On March 19, 1808, at the summer palace of Aranjuez, King Charles IV of Spain was forced to abdicate to a court faction that removed Prime Minister Godoy – a French puppet and the Queen's lover. The nobles, the Church, and the army acclaimed the Infante Fernando as Fernando VII. Napoleon's troops occupied Madrid and he invited Charles IV and Ferdinand VII to Bayonne, France, where he forced both to abdicate in favor of his brother Joseph Bonaparte in May 1808.

==== Mexican independence ====
News of the second series of abdications was received in Mexico on 11 July 1808. The way now seemed open for the Criollo party to achieve autonomy for New Spain. An old Spanish law was invoked that in the absence of the head of state, sovereignty reverts to the people, expressed through their representatives in the Cortes. The application of this law would allow a legal route for New Spain to weaken its ties with Spain. This move was intended to preserve the monarchical constitution in the face of foreign aggression, rather than subvert it.

On July 19, councilmen Azcárate y Ledesma and Primo de Verdad presented a plan to form a provisional, governing junta for an autonomous New Spain, with Viceroy José de Iturrigaray at its head. The justification for this was that the mother country was now occupied by foreign troops, and the royal family was being held prisoner. The plan was accepted by the viceroy and the Cabildo, but not by the Audiencia. Just as the Cabildo was dominated by liberal criollos, the Audiencia was dominated by conservative peninsulares, large landowners and wealthy businessmen born in Spain.

On August 9, 1808, at a meeting of Notables called to debate the situation, Primo de Verdad spoke in favor of popular sovereignty.
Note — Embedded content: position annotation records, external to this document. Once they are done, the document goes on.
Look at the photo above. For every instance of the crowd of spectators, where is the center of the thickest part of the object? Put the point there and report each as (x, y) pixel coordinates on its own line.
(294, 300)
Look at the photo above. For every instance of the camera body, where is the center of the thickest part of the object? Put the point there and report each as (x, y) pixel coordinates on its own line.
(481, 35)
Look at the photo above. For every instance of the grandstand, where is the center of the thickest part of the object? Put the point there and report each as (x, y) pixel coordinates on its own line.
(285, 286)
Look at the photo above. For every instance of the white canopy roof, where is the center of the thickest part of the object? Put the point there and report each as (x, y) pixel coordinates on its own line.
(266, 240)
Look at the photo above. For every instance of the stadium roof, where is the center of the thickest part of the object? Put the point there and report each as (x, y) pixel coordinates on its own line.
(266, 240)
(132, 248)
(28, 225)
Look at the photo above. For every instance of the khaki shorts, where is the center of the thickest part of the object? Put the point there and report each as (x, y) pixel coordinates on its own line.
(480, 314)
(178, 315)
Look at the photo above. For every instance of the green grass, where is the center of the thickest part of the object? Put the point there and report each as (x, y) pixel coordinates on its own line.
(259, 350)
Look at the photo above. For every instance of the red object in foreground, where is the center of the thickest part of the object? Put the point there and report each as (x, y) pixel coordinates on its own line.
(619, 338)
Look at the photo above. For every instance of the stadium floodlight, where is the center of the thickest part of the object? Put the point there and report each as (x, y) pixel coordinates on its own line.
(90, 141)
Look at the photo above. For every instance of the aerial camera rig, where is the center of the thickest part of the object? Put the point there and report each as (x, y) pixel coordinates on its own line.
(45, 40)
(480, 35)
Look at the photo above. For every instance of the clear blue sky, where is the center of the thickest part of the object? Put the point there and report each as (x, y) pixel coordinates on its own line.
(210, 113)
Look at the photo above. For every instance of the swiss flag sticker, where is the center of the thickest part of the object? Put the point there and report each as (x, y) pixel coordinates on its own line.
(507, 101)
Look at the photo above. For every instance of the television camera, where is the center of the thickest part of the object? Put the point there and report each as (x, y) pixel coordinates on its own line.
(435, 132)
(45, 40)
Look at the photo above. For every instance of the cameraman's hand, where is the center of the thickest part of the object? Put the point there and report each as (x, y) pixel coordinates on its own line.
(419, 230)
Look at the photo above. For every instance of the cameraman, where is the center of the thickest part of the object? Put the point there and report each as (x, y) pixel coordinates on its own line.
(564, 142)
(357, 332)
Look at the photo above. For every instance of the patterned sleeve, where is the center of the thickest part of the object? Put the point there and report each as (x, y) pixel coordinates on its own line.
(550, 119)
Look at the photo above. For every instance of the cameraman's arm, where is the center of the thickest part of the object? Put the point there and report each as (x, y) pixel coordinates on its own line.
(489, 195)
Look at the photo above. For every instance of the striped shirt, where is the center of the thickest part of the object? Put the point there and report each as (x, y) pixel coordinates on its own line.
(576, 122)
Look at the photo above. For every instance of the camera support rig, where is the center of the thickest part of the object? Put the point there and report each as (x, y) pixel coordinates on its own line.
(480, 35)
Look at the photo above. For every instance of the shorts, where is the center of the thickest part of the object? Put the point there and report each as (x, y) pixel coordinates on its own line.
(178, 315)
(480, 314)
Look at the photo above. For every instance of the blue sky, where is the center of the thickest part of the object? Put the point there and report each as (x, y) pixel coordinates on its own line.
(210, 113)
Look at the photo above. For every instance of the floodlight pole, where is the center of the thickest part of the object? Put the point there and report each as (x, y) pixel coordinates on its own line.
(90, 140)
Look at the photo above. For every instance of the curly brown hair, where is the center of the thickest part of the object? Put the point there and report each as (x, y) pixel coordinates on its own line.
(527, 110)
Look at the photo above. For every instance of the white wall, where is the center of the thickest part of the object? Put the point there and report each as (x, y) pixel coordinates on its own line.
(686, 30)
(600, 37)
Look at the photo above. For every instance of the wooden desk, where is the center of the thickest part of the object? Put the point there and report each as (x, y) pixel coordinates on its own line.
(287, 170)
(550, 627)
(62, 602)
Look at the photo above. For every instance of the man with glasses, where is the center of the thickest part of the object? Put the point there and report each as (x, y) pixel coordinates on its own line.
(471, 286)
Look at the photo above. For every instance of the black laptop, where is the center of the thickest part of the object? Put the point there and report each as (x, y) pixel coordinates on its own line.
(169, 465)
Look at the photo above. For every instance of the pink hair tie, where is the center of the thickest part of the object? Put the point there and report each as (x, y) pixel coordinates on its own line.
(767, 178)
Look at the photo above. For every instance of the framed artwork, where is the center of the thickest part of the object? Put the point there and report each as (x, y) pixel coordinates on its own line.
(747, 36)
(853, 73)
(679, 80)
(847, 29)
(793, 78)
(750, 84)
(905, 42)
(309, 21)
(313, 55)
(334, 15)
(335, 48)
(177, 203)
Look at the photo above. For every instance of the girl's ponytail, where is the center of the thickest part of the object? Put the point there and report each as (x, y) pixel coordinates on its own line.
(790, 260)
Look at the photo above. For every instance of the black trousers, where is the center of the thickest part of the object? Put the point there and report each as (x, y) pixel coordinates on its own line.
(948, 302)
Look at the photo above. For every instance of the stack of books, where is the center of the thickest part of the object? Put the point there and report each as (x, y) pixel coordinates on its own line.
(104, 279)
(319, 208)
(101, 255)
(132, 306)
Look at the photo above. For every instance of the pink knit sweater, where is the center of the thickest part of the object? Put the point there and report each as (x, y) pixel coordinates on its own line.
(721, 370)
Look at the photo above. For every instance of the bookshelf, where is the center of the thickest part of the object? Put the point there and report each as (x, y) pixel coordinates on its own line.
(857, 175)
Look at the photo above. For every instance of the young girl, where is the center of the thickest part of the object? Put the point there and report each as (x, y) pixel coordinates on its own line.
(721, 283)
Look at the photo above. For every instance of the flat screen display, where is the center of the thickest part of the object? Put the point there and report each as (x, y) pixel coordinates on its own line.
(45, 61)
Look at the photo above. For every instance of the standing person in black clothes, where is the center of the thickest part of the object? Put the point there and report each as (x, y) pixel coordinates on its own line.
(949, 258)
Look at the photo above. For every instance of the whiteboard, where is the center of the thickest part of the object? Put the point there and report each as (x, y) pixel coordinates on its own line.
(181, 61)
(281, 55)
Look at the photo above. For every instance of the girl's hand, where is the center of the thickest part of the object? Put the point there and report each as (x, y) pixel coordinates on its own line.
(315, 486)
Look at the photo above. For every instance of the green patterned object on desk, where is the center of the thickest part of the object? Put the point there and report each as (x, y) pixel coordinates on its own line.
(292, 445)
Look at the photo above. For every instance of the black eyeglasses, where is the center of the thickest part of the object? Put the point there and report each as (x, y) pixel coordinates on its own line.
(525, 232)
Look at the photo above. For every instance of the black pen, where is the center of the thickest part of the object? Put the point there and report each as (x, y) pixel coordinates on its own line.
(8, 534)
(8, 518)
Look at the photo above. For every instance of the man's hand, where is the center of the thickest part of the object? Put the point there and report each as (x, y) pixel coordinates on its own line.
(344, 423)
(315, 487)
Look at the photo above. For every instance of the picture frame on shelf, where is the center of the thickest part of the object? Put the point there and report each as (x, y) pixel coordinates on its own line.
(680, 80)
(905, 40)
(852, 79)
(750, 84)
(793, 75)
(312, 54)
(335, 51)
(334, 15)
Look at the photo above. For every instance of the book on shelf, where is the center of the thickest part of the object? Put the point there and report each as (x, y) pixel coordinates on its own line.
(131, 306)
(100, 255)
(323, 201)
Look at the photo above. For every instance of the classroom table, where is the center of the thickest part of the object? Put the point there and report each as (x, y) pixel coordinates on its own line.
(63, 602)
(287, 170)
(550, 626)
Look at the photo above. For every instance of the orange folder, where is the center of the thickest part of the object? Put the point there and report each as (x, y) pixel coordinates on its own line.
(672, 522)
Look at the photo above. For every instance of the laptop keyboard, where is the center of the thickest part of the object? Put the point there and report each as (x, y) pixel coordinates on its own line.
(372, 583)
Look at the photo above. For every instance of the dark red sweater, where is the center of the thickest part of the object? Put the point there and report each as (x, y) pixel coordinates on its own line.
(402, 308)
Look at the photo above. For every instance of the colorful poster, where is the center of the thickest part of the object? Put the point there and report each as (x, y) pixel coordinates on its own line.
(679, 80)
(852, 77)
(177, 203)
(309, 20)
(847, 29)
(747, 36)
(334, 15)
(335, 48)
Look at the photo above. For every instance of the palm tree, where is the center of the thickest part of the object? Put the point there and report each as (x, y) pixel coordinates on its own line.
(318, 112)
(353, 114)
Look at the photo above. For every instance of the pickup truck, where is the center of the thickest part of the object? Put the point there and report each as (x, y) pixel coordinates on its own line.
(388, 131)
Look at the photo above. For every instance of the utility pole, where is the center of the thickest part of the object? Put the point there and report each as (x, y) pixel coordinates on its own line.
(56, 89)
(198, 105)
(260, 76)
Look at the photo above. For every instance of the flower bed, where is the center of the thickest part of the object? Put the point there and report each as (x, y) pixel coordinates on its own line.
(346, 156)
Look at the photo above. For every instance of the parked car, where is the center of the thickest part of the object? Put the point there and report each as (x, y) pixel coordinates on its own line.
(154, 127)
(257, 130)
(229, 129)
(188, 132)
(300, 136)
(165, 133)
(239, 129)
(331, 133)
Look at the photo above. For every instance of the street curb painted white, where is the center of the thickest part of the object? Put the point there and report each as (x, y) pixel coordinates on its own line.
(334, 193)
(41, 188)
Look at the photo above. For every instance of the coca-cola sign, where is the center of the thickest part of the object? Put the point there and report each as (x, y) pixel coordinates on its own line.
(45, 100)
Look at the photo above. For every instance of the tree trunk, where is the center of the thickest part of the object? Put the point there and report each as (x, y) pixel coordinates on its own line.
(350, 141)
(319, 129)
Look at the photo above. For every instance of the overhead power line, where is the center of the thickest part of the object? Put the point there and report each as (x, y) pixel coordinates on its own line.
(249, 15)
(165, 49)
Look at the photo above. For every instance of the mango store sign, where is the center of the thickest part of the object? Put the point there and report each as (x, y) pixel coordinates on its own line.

Some of the oidores (members of the Audiencia) spoke in rebuttal, declaring the proposal seditious and subversive. Inquisitor Bernardo Prado y Ovejero declared it heresy and anathema. The Notables adopted an intermediate position — New Spain would recognize no supreme authority other than the King of Spain, now considered to be Ferdinand VII.

On August 31, 1808, the crisis took a sharper turn with the arrival of Juan Gabriel Jabat, representative of the Junta of Seville, and a message from the Junta of Asturias. Both juntas requested New Spain's recognition as the legitimate government of Spain, thus providing evidence of the lack of any legitimate government in the country.

On September 1, 1808, Melchor de Talamantes, a Peruvian priest and the intellectual leader of the Criollo party, delivered two tracts to the Cabildo, in favor of separation from Spain and the convoking of a Mexican congress.

=== Downfall ===
On September 15, 1808, the Spaniards opposed to independence and popular sovereignty, headed by the rich businessman Gabriel J. de Yermo, staged a coup. Viceroy Iturrigaray was deposed and Primo de Verdad, Melchor de Talamantes and other members of the Criollo party were arrested. The viceroy was replaced with General Pedro de Garibay. Primo de Verdad and others were imprisoned in the jail of the archbishop, subject to trial. With this seizure of power, Yermo and the Peninsulares initiated a "half century of uprisings and coups d'état", in both colonial and independent Mexico (Fuentes Mares, p. 81).

==== Death ====
On October 4, 1808, Primo de Verdad was found dead in his cell, of suicide or murder. Circumstances suggested the latter and poison was suspected, but that was never proven. Today in Mexico, Francisco Primo de Verdad y Ramos is revered as one of the protomartyrs of Mexican independence.